Michelle Cohen Corasanti, The Almond Tree, Reading, UK: Garnet Publishing
Reviewed by Ted Witham
I wept frequently while reading this outstanding first novel.
The Almond Tree tells the story of Ichmad Hamid, a gifted Palestinian boy whose family home is destroyed to make way for Jewish settlers. They lose their orchard and, after some years in a tent, are able to build a one-room cement-block house on the tiny patch of land the Israelis leave for them. Ichmad’s beloved Baba is sent to prison for 14 years after 12-year-old Ichmad helps radicals bury weapons in their backyard. Their small home and all its possessions are again destroyed by Israeli soldiers.
In his father’s absence, Ichmad takes on the role of provider for his family, working on Israeli settler construction sites for far less wages than the suspicious Iraqis and Russians who work with him. Following his father’s advice Ichmad tries to choose always the way of peace, and despite endless provocations, not to return hatred for hatred.

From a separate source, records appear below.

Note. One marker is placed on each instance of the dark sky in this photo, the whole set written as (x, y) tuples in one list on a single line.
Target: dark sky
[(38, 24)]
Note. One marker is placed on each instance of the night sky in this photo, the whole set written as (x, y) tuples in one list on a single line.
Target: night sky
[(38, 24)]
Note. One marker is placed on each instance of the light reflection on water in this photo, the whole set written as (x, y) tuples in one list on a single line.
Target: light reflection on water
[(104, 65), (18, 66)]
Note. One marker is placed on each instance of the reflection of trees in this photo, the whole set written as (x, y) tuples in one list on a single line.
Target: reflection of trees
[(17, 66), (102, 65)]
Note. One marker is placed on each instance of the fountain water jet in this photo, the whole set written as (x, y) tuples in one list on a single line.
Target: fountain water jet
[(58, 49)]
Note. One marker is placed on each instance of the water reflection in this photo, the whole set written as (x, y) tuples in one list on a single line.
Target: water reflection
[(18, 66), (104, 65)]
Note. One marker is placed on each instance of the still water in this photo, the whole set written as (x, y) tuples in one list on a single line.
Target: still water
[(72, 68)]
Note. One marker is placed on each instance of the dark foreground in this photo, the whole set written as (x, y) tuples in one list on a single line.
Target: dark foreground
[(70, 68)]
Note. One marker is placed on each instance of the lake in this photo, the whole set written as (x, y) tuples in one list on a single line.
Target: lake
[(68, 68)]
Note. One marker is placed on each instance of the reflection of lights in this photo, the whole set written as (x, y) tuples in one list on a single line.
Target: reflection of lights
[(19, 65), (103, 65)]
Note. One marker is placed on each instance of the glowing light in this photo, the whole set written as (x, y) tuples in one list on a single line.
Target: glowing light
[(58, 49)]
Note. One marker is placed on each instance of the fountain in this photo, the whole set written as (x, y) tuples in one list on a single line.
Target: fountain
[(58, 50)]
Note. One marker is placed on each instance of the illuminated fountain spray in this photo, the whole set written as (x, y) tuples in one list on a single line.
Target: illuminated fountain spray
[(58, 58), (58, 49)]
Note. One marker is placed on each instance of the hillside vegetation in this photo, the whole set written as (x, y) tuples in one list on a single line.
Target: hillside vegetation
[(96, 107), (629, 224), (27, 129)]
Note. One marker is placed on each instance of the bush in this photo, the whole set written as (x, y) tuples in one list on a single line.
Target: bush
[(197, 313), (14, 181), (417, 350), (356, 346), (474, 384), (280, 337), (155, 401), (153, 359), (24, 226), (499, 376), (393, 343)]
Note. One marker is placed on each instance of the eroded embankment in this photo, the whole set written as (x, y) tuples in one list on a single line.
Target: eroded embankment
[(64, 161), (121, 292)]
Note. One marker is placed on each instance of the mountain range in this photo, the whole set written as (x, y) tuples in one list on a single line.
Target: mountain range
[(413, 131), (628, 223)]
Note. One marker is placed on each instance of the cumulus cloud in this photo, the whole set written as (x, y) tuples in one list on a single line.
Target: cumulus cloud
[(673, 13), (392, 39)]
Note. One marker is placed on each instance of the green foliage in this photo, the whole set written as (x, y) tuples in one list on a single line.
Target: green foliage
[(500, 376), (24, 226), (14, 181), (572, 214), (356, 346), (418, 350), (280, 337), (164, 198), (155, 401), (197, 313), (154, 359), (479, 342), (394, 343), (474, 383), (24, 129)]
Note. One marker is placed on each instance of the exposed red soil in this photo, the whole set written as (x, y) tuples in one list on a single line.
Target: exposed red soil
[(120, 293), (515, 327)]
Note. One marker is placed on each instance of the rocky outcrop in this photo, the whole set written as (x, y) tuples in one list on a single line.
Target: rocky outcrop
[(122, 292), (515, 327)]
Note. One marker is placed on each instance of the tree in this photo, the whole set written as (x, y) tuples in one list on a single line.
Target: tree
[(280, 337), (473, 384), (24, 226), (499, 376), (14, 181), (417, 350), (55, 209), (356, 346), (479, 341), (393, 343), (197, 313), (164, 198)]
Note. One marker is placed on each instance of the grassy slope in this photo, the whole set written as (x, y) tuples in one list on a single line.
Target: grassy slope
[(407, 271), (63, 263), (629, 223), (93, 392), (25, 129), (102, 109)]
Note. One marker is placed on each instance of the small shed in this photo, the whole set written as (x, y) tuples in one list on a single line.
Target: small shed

Teacher Mohammad offers to tutor the gifted boy every evening after work. Ichmad wins a scholarship in Maths and Physics to Hebrew University, and sets out on a stellar academic career. He collaborates with his Professor, a bitter Jew whose family was murdered in Auschwitz. Eventually the two become close friends and win the Nobel Prize jointly for their work on nanotechnology.
Ichmad continues to support his family on his Professor’s wage at Harvard, and maintains close contact with his village. He identifies with their life-giving almond tree with its roots deep in Palestinian soil. At every turn in his story he encounters tragedy, much of it caused by the brutality of Israeli occupation, and Ichmad’s desire to choose peace almost always – eventually – turns the tragedies into something deeper and positive for his people and his family.
This is a powerful first novel by a courageous Jewish-American woman. I did not need to be persuaded that the occupation of Palestine is anything but a disaster for the Palestinians. It would be wonderful if this novel helped others to see the human cost of providing a secure and secular state for the Jewish people. It may just be sufficiently powerful to do so.